Acting a Character
So, the Acting-Blog has moved to its new home, here as part of my Scottish studio’s new website. Swanky, I like what you’ve done with the place Coach: Well, thank you very much blog reader. I thought: New studio, new website, new home for the blog.
Today’s topic is an oldie, but an essential one. I rarely think about the subject of character these days to be honest, since character, characterisation, creating a character and all that, does not form a part of our acting lessons in Glasgow.
But recently, Catherine emailed me asking some more questions about character.
She asked: If you don’t believe in characters, what do you call the people the actors are playing?

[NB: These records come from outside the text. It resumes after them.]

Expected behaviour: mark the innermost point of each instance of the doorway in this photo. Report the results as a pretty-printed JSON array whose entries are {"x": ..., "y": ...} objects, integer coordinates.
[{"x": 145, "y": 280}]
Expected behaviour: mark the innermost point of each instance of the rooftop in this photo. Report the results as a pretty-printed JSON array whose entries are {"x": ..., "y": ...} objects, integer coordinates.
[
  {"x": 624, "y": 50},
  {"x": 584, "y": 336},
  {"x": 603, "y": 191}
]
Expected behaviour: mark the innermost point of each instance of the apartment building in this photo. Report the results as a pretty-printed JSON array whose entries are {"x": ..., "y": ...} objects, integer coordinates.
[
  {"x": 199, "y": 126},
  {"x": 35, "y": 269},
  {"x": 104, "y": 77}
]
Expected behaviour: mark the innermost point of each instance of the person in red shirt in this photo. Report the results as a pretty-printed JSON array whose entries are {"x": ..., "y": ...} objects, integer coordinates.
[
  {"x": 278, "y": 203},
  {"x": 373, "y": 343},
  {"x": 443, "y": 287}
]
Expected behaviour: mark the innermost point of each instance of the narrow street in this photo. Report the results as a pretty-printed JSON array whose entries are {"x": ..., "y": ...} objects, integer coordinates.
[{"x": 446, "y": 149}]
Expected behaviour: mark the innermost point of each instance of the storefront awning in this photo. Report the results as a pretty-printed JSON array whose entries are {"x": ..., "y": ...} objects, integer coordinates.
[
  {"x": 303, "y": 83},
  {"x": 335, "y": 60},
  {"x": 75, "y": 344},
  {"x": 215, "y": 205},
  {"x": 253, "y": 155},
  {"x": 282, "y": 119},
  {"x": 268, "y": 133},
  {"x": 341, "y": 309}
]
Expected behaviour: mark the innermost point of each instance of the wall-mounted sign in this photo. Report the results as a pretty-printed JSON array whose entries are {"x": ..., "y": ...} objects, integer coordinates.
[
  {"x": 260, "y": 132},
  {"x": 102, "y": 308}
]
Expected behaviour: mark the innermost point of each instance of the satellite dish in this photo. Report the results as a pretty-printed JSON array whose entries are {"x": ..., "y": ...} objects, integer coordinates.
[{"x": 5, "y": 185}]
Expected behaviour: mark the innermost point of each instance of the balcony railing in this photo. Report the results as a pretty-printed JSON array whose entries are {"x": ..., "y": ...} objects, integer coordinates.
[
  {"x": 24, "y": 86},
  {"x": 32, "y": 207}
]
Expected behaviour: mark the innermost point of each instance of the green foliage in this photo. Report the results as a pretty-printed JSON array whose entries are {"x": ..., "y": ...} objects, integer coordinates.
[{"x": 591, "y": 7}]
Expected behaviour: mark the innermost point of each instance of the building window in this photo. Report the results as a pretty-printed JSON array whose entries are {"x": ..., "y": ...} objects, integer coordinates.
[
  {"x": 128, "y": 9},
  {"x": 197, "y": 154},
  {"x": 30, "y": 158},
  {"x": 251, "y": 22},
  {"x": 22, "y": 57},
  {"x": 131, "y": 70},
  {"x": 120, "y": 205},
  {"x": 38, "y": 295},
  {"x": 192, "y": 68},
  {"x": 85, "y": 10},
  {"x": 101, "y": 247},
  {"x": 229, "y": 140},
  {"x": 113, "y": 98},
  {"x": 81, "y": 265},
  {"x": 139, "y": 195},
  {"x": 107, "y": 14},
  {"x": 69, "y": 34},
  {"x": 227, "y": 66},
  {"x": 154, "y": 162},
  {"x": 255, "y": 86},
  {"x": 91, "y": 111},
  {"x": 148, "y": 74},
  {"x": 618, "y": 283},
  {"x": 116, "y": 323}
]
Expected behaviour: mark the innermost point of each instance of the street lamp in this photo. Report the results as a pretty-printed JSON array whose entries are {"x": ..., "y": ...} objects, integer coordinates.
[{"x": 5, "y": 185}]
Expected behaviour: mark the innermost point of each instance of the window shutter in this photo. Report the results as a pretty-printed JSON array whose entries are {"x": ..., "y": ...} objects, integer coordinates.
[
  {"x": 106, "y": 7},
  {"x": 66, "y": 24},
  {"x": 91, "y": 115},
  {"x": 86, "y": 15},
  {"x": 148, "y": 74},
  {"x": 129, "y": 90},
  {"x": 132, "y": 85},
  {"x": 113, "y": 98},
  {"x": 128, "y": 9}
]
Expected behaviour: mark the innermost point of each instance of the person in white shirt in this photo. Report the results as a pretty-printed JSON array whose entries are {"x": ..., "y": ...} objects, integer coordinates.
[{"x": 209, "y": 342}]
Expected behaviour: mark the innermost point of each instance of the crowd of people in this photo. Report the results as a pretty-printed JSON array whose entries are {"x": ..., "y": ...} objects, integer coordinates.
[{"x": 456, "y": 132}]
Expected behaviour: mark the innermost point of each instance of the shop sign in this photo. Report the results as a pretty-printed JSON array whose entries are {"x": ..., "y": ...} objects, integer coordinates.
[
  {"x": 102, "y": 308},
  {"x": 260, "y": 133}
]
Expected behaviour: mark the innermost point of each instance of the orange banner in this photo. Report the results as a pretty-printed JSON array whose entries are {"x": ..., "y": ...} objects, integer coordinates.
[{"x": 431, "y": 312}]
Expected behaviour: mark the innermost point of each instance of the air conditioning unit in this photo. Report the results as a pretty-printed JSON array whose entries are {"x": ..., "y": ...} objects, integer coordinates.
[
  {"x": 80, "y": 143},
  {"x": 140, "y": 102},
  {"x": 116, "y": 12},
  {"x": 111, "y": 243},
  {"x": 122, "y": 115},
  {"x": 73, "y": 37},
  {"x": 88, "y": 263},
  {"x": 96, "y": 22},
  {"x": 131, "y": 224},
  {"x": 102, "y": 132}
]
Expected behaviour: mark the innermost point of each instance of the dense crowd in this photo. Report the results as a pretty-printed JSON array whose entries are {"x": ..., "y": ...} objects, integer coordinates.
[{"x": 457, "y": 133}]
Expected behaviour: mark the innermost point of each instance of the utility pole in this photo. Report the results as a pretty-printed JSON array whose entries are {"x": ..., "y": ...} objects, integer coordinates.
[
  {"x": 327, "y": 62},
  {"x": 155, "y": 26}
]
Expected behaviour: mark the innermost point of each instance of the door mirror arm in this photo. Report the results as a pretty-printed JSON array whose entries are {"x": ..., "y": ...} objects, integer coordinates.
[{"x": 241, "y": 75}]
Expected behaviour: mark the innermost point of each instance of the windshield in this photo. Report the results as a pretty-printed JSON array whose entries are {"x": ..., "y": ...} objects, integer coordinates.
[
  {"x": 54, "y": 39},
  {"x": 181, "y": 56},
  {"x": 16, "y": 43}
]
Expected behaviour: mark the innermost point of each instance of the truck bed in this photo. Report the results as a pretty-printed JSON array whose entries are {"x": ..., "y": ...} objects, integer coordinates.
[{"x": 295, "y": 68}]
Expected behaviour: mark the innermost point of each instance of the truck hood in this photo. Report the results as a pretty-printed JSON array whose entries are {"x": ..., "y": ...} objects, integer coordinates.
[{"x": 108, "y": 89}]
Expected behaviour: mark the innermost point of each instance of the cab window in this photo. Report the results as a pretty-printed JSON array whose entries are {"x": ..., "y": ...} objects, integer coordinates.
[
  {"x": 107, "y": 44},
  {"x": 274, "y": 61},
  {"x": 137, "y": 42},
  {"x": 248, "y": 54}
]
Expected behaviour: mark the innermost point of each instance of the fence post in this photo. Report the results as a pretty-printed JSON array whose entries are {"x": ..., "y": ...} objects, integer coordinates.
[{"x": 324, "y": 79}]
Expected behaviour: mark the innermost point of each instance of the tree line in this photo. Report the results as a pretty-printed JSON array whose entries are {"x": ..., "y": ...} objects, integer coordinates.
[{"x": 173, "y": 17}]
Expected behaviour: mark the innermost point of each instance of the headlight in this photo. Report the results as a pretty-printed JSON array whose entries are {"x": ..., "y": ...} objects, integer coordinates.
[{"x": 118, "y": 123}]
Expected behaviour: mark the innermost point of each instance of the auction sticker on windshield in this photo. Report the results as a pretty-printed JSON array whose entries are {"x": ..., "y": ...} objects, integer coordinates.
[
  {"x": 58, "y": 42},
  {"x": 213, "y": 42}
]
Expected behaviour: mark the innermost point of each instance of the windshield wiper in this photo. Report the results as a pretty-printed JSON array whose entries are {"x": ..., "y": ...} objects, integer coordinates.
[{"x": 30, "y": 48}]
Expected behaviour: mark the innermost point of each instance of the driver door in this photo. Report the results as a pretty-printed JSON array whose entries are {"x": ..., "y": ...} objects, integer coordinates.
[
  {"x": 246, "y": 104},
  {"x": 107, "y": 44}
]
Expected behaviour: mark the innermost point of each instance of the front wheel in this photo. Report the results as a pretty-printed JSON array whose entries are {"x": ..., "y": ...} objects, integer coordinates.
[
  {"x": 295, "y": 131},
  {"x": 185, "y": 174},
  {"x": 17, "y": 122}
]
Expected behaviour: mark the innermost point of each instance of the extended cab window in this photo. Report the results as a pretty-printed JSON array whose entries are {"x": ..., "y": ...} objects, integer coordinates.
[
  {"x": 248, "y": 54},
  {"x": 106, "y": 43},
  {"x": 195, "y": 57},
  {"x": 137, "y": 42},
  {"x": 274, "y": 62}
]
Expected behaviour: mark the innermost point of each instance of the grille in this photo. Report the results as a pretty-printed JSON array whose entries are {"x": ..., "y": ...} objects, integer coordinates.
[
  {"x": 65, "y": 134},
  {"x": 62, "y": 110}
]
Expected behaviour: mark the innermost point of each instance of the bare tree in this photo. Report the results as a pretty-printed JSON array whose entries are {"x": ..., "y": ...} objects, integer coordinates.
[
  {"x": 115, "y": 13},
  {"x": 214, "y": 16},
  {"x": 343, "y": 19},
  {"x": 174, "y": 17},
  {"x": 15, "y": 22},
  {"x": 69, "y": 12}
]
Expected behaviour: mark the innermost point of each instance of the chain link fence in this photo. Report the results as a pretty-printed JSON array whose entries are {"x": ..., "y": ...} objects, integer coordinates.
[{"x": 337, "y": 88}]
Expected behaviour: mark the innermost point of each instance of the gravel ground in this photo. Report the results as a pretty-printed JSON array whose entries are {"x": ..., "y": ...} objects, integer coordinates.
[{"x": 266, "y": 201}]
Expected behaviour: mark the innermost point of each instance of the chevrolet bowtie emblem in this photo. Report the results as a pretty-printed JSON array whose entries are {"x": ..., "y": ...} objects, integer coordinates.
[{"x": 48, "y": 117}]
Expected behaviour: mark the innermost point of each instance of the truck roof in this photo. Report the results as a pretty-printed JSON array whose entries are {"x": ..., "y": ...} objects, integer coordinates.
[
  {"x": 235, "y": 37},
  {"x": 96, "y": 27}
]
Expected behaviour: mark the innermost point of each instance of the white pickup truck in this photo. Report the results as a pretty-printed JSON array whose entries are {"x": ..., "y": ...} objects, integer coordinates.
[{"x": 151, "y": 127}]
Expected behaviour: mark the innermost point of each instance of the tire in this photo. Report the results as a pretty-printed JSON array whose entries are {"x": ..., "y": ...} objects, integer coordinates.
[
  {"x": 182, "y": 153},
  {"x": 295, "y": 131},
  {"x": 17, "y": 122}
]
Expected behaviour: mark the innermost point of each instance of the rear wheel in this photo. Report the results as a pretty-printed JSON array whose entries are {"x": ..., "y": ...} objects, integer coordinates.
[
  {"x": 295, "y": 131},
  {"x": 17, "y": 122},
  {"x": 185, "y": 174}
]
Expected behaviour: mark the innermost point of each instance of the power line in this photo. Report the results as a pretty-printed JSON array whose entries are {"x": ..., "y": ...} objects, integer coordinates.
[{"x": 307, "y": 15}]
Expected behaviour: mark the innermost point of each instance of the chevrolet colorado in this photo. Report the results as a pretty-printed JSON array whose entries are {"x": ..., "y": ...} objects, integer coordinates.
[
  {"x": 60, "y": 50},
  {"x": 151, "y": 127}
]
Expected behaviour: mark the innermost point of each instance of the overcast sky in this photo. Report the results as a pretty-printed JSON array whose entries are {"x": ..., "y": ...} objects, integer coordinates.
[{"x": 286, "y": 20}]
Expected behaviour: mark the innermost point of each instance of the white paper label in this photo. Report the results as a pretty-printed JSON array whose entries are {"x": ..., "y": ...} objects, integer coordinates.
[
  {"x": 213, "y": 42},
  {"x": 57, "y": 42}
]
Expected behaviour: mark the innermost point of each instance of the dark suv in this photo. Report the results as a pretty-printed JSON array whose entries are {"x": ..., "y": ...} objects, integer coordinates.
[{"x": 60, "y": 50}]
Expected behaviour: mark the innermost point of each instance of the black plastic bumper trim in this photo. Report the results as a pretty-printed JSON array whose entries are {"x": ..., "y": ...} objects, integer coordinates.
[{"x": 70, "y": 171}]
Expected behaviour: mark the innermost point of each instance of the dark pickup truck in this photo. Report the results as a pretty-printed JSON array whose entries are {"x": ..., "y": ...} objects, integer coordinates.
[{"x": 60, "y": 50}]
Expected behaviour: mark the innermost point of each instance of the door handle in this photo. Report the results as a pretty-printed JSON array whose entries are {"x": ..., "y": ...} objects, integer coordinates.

It’s my opinion that the question reveals more than it asks. Catherine is asking whether I call characters – characters. But she asks what you call the people that the actors play.
Herein lies much of the confusion, a character is not a person, they are fiction entity, the representation of a person, but not a person at all. The audience must think of them as people, but as actors, we must not, we must learn how to create the illusion that they are people.
Character is a set of characteristics, things we do. Remember Aristotle says that character is habitual action, we are what we do habitually. Character is habitually stressing certain elements of ourself in front of the audience.The character is a set of recognisable habitual characteristics, we only know what they are by what they do. I have a whole chapter about this debunking the hokum around the Character Myth in my eBook Truth in Action.
I prefer the word ROLE instead. We all play roles in life, each one comes with its own set of behaviours. Parent, child, boss, teacher, we all make certain adjustments to play these roles, we accentuate, we augment, we repress or restrain certain aspects of our personality in order to fulfil these roles. Acting is precisely this, play the role we are given.
Catherine then asked:
I’m going to be playing Dunyasha from The Cherry Orchard. She’s younger than me, from a different country and from a different backround. I’ll be playing someone I’m not – is that not what a character is? Is this what you’re saying - That we can’t say things as someone else any different to how we would say it as ourselves? Am I basically playing myself but with those lines and a different accent? For my next show, I’m going to be playing a girl who’s mentally ill. As I’m not mentally ill, I don’t really know what its like to play a person who is so how would I go about being truthful in my representation of her?
You cannot be someone other than yourself. It’s simply impossible. Like it or not, no one has ever reached the mythical state of ‘being in character’. What you can do, is to play the role of Dunyasha, manipulating certain aspects of yourself to represent her.
You do not need to know what it’s like to be pre-revolutionary Russian gentry, you have no idea, no one does. What you can do is to understand what’s happening in the scene (we call this the LITERAL), find out what the character wants in the scene (WANT) and then to transform that fictional desire into an achievable real world action (TASK). When you pursue your TASK in the real world, working within the truth of the moment, working off your scene partners, the illusion of the character appears for the audience. It’s actually as simple as that. The more genuine you are, the more you reveal aspects of yourself to the audience. They see that as the deeper workings of the character. So acting isn’t so much putting on a mask, but taking one off.
You do not need to know anything about mental health problems to play that role. You need to understand what’s happening in the scene, find out what she wants and pursue something like it that’s achievable in the real world. Any elements of her mental health problems that are relevant to the scene are already in the scene.
This obsession with personal identification with aspects of the fictional character leads us not to truthful acting, but to quite the opposite, a self-consciousness that blocks us from really connecting with the other actors in a moment to moment way.
They told you that acting was about character, but that doesn’t make it true. I’m telling you it’s not. It’s about the truthful pursuit of an achievable goal, with certain conditions imposed by the given circumstances of the play, in relation to the other actors you are playing with on stage/screen.